Overview

Accurate pesticide detection is crucial for ensuring food safety and environmental protection, but traditional colorimetric test strips rely heavily on human visual interpretation.

Due to differences in vision, lighting conditions, and even color vision (such as color blindness), it often leads to misjudgment of color intensity, thereby causing inaccurate estimation of pesticide concentration. Moreover, for many users, especially farmers in rural areas, this process may also cause subjective bias.

Thus, we developed a machine learning-based smartphone detection software to automate the entire color recognition and quantification process.
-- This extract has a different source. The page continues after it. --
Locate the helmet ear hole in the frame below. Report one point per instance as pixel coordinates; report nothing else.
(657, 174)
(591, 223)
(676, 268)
Our software part is aimed to create a portable pesticide detection platform. The biosensor is composed of AChE fixed on gold nanoparticles, which will produce a colorimetric reaction when exposed to samples containing pesticides. The smartphone application is built with Flutter to enable cross-platform deployment and functions as an analysis and visualization interface. The application processes the visual data from the biosensor through computer vision and colorimetric algorithms to quantify the pesticide concentration.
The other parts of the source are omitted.